Wagner himself has an adjective fetish. His writing lacks control and subtlety. He writes like a screenwriter rebelling against the rigorous structure of his prior trade. Still, whatever his shortcomings as a prose stylist, he fearlessly lampoons Hollywood. He’s an insider with good aim. The only person who will want to have lunch with him now is Julia Phillips.

He knows the details that make key sentences ring with accuracy, and he’s sometimes hilarious. A particularly dark sequence concerns Perry Bravo, an ex-con who is invited to The Writers’ Guild to read from his new play, Go, Van Gogh: “He paused to sip from his beer, and the audience, led by the stouthearted Funt, began to clap. Servility and sexual tension filled the air. Bravo turned his finished bottle upside down and mimed a bear trying to extract the last drop of honey from the jar. The mob was in love.”

Wagner’s most effective technique is to accumulate the mildly amusing until it’s painfully funny, and then not funny at all: “After the reading, Bravo visits the house of the producer who organized the reading. He dislocates the man’s arms, ties him to a chair, rapes his model friend, burns her face, and then sodomizes the producer before murdering them both.”

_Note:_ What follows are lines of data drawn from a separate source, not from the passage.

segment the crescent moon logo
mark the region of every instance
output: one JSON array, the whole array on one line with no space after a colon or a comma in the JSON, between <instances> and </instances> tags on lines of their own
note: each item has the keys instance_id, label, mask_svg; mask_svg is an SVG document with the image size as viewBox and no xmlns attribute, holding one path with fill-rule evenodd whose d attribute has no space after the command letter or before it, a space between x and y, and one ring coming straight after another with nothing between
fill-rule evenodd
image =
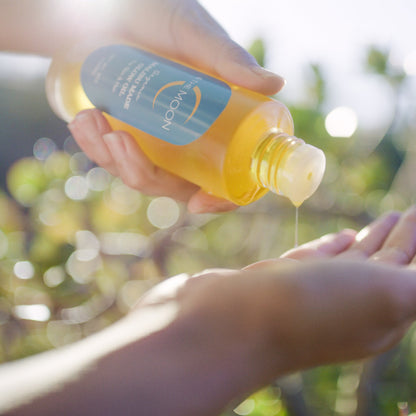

There are uglier and sicker things in this book, yet none of it will seem unreal or shocking to anyone who has survived in Los Angeles for any length of time.

Wagner’s characters are cartoons, albeit the kind you may actually know. The ambitious and the amoral, the dumb and the deluded, the hucksters masquerading as artists — they’re all here. In fact, many of them bear strong resemblance to well-known Hollywood personalities, and Wagner has an eye for their most ridiculous traits.

Missing is the beauty and allure of Los Angeles. And certainly, not all the people who work in Hollywood are superficial, evil or insane. Still, Wagner has to cover the beat as he sees it, and besides humor and truth, which ought to be enough to recommend any book, “Force Majeure” possesses a sadness that is oddly moving.

Mark Lindquist is the author of “Sad Movies” and “Carnival Desires.”